Nevertheless, it may be that the fall in the incidence of nephropathy that was demonstrated
in ADVANCE might have longer-term downstream benefits on cardiovascular disease. Patients
with diabetic nephropathy have a much higher risk of macrovascular disease, and so
a 20% reduction could be expected to affect cardiovascular disease over a longer time
frame (12). It is noteworthy that the STENO-2 trial, which tested an aggressive strategy
targeting glucose, BP, and lipids in high-risk individuals with type 2 diabetes, only
demonstrated clinically relevant reductions in cardiovascular disease after 8 years
and mortality after 13 years (13).
Clinicians will need to decide whether the reduction in diabetic nephropathy among
patients with type 2 diabetes when A1C levels are lowered to ∼6.5% is worthwhile.

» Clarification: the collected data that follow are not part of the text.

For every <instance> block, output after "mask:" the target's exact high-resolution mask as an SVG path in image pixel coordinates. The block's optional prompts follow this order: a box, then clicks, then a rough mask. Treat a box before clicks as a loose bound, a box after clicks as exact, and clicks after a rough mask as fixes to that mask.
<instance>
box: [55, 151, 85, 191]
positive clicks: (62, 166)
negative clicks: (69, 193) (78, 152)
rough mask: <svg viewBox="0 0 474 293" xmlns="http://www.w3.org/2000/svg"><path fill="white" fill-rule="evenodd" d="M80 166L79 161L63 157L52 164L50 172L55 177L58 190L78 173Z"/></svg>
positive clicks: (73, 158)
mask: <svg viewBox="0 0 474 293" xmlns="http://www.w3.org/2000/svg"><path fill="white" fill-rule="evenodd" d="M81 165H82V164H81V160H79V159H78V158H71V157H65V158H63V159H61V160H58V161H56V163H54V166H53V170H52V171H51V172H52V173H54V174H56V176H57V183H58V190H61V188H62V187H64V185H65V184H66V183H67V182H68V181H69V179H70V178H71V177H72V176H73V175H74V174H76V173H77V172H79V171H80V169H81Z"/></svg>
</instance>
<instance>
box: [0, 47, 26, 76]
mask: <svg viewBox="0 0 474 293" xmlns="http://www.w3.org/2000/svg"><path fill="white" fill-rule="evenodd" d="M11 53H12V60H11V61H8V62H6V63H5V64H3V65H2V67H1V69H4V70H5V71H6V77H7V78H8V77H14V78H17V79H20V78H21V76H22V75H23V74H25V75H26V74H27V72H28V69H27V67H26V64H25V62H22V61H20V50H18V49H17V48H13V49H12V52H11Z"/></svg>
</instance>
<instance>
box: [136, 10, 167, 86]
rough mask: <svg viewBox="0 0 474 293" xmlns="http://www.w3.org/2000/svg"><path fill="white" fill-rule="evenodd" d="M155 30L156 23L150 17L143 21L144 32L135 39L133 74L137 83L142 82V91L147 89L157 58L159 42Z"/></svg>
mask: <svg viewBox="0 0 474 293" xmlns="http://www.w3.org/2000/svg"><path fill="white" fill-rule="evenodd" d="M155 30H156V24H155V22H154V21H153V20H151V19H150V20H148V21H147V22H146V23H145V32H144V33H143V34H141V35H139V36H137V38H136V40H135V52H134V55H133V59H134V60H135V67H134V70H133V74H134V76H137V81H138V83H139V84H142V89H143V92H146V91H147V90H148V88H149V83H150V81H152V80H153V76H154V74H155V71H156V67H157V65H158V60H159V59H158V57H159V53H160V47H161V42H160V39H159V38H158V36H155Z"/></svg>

However, since glycemic control was achieved in ADVANCE across multiple centers worldwide
with relatively few side effects, this level of glycemic control appears to be both
practical and provides useful clinical benefit. Current clinical guidelines that recommend
A1C levels of between 6.5 and 7% are supported by the data from ADVANCE.
In conclusion, the ADVANCE trial has demonstrated in over 10,000 patients with type
2 diabetes, that an intensive strategy with conventional agents can achieve mean A1C
levels of 6.5% safely with no increase in mortality and has no significant effect
in reducing macrovascular disease, but reduces diabetic nephropathy by ∼20%.